Insights into Editorial: Seed Bill must serve farmers, not MNCs
The revised draft Seeds Bill 2019, which the Ministry of Agriculture and Farmers’ Welfare placed in the public domain recently for suggestions and comments, seems to be a watered-down version of a draft prepared.
The Bill is aimed at ensuring supply of modern, high quality, cutting edge seed technologies to the farmers which will help them in enhancing their productivity and profitability. The Bill amends the Seed Act 1966 and Seed Rules 1968.
It is evident that the seed industry has been at the centre of the significant advances made in agriculture in the last four decades and will continue to do in the years to come.
After the ‘Green Revolution’, India was quick to introduce the Seed Act 1966 as the first act to govern matters of seed and seed quality.
It was modelled on the US legislation and aided by a later enactment of the Seed Rules 1968, which were also developed with the collaboration of the US.
The seed industry in India has been governed by several legislative & policy frameworks such as Seed Act (1966), Seed Rules (1968), Seed (Control) Order (1983), New Policy on Seed Development (1988), Plants, Fruits & Seeds (Regulation of Import into India) Order (1989), Protection of Plant Varieties and Farmers’ Right Act (2001), and the Essential Commodities Act, 1955 including Seeds (1955), National Seed Policy (2002), and Seed Bill (2004).
The Seed Bill (2004) was proposed to replace the Seed Act (1966), however, owing to several shortcomings it was not passed. The 2019 draft version tries to overcome the drawbacks of the 2004 Bill.
Seed is the expression of diversity of traits and agroclimatic zones, where varieties are bred by farmers and to which they are adapted.
Draft Seeds Bill will discourage seed-tech firms:
All varieties of seeds for sale have to be registered and are required to meet certain prescribed minimum standards.
- For instance, for transgenic varieties of seeds, registration is to be obtained under the Environment (Protection) Act, 1986. This can bring greater accountability to seed companies.
Farmers are allowed to sow, exchange or sell their farm seeds and planting material without having to conform to the prescribed minimum limits of germination, physical purity and genetic purity (as required by registered seeds).
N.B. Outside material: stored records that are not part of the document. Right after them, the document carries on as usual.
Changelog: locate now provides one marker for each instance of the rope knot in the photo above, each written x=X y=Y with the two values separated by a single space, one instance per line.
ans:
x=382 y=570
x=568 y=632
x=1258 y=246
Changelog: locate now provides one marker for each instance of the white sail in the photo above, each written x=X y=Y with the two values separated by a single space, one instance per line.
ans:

However, farmers cannot sell any seed under a brand name.
Therefore, recommendation is that exemption of export-oriented varieties from registration has been made. This will encourage custom production of seeds in India.
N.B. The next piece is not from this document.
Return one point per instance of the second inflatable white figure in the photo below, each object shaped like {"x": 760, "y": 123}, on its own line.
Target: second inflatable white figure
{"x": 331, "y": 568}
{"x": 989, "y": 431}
There must be a system of accreditation of national level research-based companies with integrated facilities for research, product testing, data analytics, seed production, seed quality control, seed processing, farmer extension and marketing.
These companies need to be given a national licence that can be renewed at regular intervals based on fresh inspections and track record.
New Seeds Bill to Revolutionize Indian Agriculture, Implementation Doubts:
- In the proposed Bill, there is a differentiation between the Seed Producer, Processor and the Seed Dealer for the purpose of licensing.
- However, there is no recognition of National Level Integrated Seed Companies with R&D capabilities, national-level variety evaluation system, seed production, testing and storage facilities etc.
- It is pertinent to note that there are several hundreds of seed producers who only obtain the breeder seeds of the varieties developed by ICAR system, IARI or SAUs.
- Whereas there are certain other companies who also have substantial facilities for research and development along with nationwide new variety evaluation system besides seed production, processing and testing infrastructure spread across several States.
- There is a need to recognize the scale and size of the operations of the companies and devise regulation accordingly. Therefore, this new provision is being proposed by NSAI.
- The national-level integrated seed companies may be registered centrally by the DACFW, MoAFW, Govt. of India and a central license may be given for production, processing and marketing of registered seed.
To describe seeds, not according to traits and agroclimatic zones but as “national seed” if grown in more than one state and “state seed” if grown in one state, has no scientific basis.
This is a commercial description to facilitate the marketing and the spread of unreliable and costly seeds from MNCs.
For the farmer, the redressal mechanism has to be simple, accessible and time bound.
The primary onus has to be taken by the State, to get justice for farmers in case of seed quality failures. It cannot be left to individual farmers to fight it out as consumers in the market
The seed law must have the twin objective of regulating the supply of seeds for the benefit of the farmers and, at the same time, enable the development of the seed industry.
Quality seeds are India’s lifeline. Farming, food and the livelihood of over 60 per cent of the Indian population depend on them.
A failed harvest has the potential to curtail our GDP and force millions of Indians into poverty and hunger until the next harvest. Overall, India depends on seeds to sustain life.
The present government has a chance to seed a unique and progressive Seed Bill or plagiarize from others.
We are sure our government will not let us down in their decision, and ensure their seed bill will give plentiful harvests for Indian farmers and industry.
Ultimately, the quality seed will be available to the farmers at competitive prices subject to a vibrant growth of the seed industry in an enabling environment.
Healthy seed industry will lead to enhanced quality seed availability at affordable prices to the farmers.